曹老漢說:“老天下這麼大的雪,你們兩個人,怎麼過來了?”
“我們來喝個酒。”
“哎喲喲,光喝三杯寡酒子,有什麼意思?”曹老漢說:“我去尋點菜來。”
“下這麼大的雪,你做好事,千萬彆出去咯。”我大爺爺說:“真正喝酒的人,幾粒炒豌豆,一口涮鍋湯,足夠了。”
一盆鬆樹柴塊火,燒得旺旺的;曹老漢敲了幾個荷包蛋,勉強可以動筷子。三杯寡酒下肚之後,二木匠江籬,再也忍不住,嚎啕大哭起來。
“我就曉得,你二木匠,不會無緣無故請我喝酒的。”我大爺爺嗬嗬大笑:“一個頂天立地的男子漢,有什麼屌大的卵事,值得你像個婆娘,嗚嗚咽咽地笑?你心裡有什麼話,當著我的麵,講出來嘛!”
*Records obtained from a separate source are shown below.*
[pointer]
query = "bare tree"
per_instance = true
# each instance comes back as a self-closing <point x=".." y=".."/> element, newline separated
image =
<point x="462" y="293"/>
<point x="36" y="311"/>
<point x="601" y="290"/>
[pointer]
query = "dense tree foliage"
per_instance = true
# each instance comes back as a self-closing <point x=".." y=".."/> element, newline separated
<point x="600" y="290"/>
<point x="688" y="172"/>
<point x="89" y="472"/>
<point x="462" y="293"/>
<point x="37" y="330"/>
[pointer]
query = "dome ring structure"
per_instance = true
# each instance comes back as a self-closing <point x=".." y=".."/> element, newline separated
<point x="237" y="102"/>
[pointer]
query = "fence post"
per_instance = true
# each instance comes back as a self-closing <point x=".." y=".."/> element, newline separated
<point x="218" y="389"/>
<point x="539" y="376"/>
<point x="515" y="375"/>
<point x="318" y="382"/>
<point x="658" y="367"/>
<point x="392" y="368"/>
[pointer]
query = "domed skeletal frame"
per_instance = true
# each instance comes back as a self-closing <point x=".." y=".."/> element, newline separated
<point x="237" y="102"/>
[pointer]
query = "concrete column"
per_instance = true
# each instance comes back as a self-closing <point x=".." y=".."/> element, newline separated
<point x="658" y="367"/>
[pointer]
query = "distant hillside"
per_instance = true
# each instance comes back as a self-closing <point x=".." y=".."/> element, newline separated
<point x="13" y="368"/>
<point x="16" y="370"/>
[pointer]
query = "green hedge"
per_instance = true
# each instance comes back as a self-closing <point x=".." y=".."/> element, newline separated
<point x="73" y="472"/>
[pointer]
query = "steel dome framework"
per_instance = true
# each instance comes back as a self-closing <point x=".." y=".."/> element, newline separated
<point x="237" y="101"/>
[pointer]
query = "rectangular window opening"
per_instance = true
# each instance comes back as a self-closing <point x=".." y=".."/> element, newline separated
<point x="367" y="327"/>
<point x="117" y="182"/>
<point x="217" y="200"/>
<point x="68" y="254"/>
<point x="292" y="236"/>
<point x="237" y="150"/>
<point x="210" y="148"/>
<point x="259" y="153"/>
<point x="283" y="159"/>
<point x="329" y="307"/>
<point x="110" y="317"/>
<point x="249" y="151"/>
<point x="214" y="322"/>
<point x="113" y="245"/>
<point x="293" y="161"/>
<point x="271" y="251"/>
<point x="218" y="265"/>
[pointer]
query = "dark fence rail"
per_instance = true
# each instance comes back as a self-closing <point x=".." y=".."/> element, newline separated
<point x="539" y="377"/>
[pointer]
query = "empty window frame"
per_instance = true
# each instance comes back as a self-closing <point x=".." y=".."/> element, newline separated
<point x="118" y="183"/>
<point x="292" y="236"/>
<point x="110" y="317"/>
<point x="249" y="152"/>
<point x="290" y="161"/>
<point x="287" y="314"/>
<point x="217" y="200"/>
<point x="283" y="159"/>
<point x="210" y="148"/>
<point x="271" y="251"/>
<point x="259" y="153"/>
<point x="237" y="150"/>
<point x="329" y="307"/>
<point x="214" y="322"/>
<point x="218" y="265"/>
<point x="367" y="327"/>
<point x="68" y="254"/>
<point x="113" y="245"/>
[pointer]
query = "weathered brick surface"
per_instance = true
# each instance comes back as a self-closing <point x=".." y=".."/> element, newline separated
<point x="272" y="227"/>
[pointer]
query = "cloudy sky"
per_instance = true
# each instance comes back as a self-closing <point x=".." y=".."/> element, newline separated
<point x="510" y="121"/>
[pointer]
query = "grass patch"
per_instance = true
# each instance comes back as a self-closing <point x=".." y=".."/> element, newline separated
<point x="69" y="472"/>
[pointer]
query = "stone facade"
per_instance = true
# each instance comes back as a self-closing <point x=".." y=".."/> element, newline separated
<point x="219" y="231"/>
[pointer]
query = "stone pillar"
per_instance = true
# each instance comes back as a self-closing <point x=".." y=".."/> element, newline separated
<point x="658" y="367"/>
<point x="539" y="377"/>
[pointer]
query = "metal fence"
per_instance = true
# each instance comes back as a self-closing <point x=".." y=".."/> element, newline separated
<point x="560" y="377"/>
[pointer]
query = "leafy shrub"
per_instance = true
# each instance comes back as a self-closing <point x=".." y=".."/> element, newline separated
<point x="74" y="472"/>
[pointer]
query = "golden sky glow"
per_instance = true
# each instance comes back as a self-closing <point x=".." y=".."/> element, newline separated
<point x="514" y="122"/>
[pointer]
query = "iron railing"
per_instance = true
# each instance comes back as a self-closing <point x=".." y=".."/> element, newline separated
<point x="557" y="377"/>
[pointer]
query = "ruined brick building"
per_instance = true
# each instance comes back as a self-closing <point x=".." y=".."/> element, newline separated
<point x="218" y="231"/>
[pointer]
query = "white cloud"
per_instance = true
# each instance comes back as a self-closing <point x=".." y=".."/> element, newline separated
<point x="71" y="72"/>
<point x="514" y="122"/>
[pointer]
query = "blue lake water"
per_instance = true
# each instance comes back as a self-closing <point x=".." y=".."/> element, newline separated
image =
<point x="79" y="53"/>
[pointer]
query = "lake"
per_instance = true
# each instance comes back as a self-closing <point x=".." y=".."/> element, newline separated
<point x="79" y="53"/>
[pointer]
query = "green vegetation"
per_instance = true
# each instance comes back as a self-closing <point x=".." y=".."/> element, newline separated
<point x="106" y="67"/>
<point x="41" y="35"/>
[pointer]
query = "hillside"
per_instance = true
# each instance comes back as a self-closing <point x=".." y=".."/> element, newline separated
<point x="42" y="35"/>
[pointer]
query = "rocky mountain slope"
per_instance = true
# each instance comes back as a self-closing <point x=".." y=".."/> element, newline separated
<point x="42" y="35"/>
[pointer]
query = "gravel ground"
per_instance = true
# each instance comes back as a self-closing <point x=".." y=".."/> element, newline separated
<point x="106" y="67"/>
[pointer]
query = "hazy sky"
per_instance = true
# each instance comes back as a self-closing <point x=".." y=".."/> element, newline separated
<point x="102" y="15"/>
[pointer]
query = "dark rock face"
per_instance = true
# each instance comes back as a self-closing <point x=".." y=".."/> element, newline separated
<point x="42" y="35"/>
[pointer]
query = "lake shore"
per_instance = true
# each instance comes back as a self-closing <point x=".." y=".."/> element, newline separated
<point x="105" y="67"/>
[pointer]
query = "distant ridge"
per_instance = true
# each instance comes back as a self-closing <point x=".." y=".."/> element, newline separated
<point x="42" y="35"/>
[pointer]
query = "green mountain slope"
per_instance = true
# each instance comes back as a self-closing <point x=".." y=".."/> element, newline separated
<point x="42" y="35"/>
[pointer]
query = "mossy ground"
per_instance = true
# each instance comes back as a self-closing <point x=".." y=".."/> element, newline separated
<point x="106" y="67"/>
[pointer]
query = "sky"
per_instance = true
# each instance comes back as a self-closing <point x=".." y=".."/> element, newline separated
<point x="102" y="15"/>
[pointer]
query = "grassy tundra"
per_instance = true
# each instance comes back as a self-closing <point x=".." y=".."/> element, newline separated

旁邊的曹老漢說:“男兒未到傷心處,有淚不肯輕易彈。江籬,即使你肚子裡的苦藥水,像滄海一樣橫流,當著我的麵,傾瀉出來吧!”
二木匠不肯說話。
“哎哎,西陽塅裡的男子漢,哪個像你一樣,隻曉得閉著個鯉魚嘴巴呢?”我大爺爺說:“我懷疑你二木匠,褲襠裡,長著個板雞雞呢。”
最後一杯酒倒入喉嚨裡,二木匠兩斤米酒,算是全在肚子裡。二木匠江籬,淚眼婆娑,才說:“我心愛的女人青黛,大後天,就要嫁給彆人做老婆了。大伯伯,我怎麼也想不通呢。”
“二木匠,你和青黛的風流韻事,我不曉得全部,但也曉得個七七八八。”我大爺爺說:“我聽人說,她肚子裡的孩子,是你的種的。你既沒房子,又沒有票子,青黛的娘家人,急呀!大肚子的女兒不嫁出去的話,西陽塅裡的老百姓,一個一口涶沫星子,足夠把青黛的父母淹死了!”
“大伯伯,無論怎麼說,青黛是我的女人。誰來跟我來搶,我魯班斧,可能不認得人。”
“二木匠,我承認,敢愛敢恨,這才是你的性格。”我大爺爺說:“問題是,青黛這個弱女子,是不是和你一條心呢?你如果是一片雪花,化作流水,流水流到西陽河,流到漣水河,流到湘江,流到東洞庭湖,流到長江,一個波浪都不給你留下,那才叫流水無情呢。”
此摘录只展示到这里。